David Lee Hall

David Lee Hall
Texas Ideas Progress

Saturday, November 28, 2009

School District Despotism

School District Despotism is exemplified by the current campus boundary changes being dictated by Plano ISD. Something as important as which campus a student will attend should not be left to school administrations, elected boards, or even registered voters. Parents should be allowed to select campuses for their children.

Furthermore, the amount of money spent per student by school districts (Plano ISD is the highest in this area) would be more effective if parents were allowed to make decisions on the entity (or entities) to provide their children's education. There are other Government Economic Despotism's that take our money, then decide how it will be spent, and often disallow other choices. There some things that are natural limited choices which are necessary, but when there are good options for allowing people to make their own choices, then people should be allowed to make their own choices with the money allocated.

Too often, natural limited choices eventually no longer make sense because of improved technologies, but the programs continue because of vested interests. Examples of this include: school districts, higher education, post office, health insurance, drug prescriptions, health providers, and communications (AT&T was broken up but regulations keep vestiges of this monopoly going). The coming emails will address some of these examples beginning with school districts.

One response to the information above is inserted below:

Hello David, I was just talking to a Plano mom who has a soon to be a junior high student. She told me that a parent can request their school of choice, although it can be difficult to get the school you choose for your child. They are in the middle of the boundary dispute.

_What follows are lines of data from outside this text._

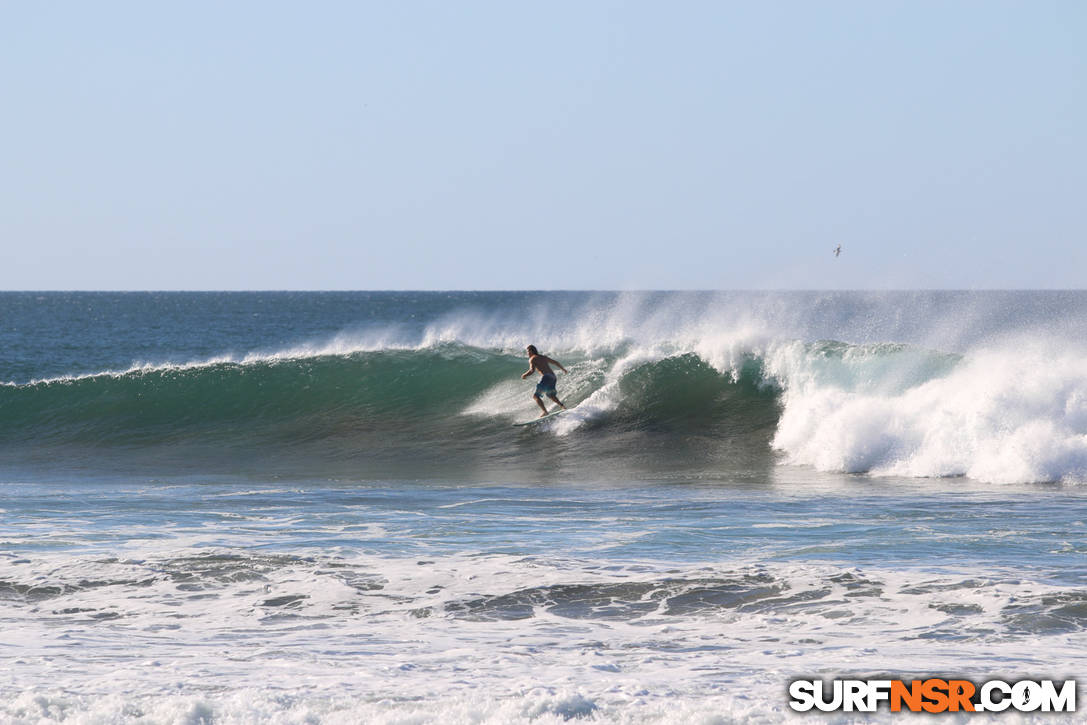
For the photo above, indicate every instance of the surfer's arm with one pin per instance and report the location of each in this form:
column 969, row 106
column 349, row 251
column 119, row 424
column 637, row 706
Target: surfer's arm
column 559, row 364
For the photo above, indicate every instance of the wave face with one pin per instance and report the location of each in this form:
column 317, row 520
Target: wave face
column 990, row 386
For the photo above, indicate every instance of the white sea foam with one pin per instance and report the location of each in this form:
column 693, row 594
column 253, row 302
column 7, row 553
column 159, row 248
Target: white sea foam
column 1012, row 413
column 361, row 638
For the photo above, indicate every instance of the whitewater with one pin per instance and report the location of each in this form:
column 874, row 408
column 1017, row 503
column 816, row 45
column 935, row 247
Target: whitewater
column 313, row 507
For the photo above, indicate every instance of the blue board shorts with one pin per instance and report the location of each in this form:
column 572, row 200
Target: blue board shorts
column 546, row 386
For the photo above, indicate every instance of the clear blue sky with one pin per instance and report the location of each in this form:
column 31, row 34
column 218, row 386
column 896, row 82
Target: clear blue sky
column 559, row 145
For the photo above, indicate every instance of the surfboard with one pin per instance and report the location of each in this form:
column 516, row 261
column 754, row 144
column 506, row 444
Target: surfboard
column 542, row 417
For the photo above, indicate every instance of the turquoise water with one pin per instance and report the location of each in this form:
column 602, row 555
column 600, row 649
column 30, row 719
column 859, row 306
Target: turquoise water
column 314, row 507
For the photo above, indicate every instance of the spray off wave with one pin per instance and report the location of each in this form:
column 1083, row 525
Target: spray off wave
column 922, row 388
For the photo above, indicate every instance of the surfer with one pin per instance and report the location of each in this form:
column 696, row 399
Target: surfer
column 541, row 364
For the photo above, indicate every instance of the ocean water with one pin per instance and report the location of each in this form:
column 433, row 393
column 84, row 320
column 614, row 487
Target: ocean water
column 314, row 508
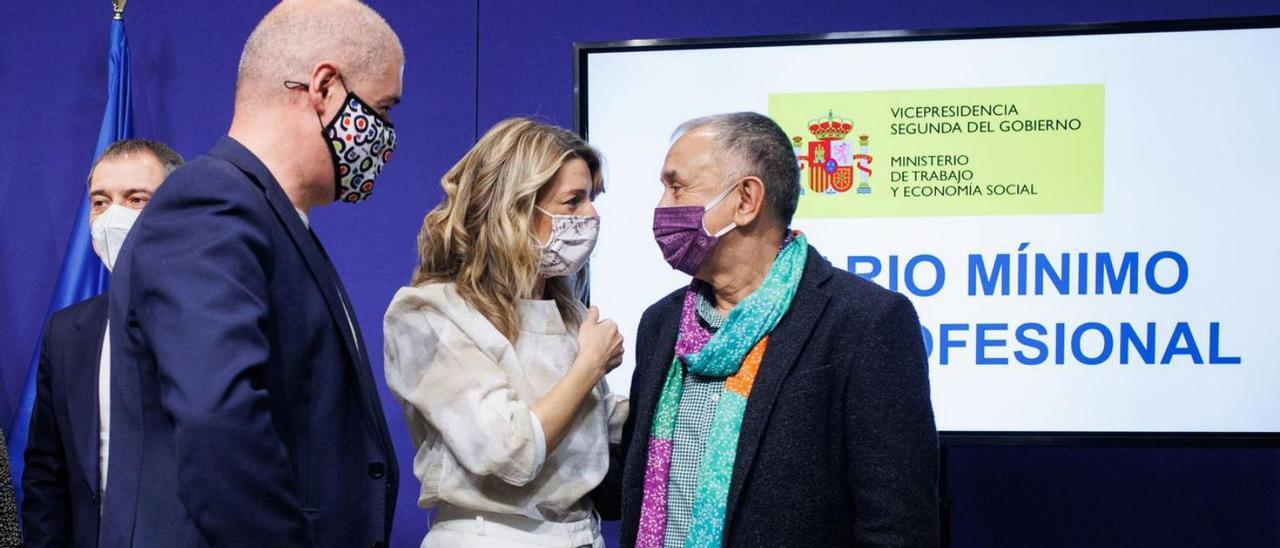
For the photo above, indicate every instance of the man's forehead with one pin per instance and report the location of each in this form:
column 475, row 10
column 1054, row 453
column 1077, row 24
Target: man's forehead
column 131, row 170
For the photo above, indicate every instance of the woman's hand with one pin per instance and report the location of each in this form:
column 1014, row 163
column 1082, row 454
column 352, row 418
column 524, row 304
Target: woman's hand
column 599, row 343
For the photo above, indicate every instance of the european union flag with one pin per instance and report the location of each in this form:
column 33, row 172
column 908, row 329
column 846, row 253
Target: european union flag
column 82, row 274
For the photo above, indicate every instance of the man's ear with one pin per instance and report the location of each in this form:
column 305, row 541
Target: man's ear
column 323, row 85
column 750, row 192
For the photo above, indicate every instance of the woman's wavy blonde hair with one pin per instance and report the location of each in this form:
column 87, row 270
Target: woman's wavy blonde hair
column 480, row 236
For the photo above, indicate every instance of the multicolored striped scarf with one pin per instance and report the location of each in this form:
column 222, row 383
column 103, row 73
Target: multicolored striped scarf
column 734, row 352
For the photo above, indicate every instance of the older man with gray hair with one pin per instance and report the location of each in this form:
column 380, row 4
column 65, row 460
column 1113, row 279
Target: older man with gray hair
column 243, row 410
column 777, row 401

My understanding is also that a parent can choose; however, there is a $50 fee, the student can be sent back if there is any discipline required, there is a one year UIL ineligibility (no participation on inter-school competition - e.g. sports, band, choir, debate, etc.), the school of choice does not increase size based on requests for enrollment, and siblings are not automatically allowed to enroll. Therefore, the choice is not exactly free, open, or welcome.

An obvious question is "what is wrong with those restrictions" and the answers are inserted below.

Fee - Requiring a fee makes changing schools out of the reach of lower income families.

Discipline - There is the potential for school leaders to incite discipline problems to remove students with low scores on the TAKS (standardized test used, I believe wrongly, to evaluate teachers, campuses, and districts).

UIL - University Interscholastic League rules prohibit students from participation in inter-school competitions for one year after transferring to prevent schools from recruiting talented students. This one year wait is onerous for students that only have a short time in school, want to enjoy participating, and risk losing the potential benefits of participation including possible scholarships which again impacts low income families the most.

Enlargement - Campuses people desire should be expanded, campuses people do not want to attend should be reduced in size, and campuses that do not serve well should be either shut down, outsourced, and ceded to a different district.

Siblings - Not allowing an entire family to attend the same campus is a burden which again impacts low income students the most.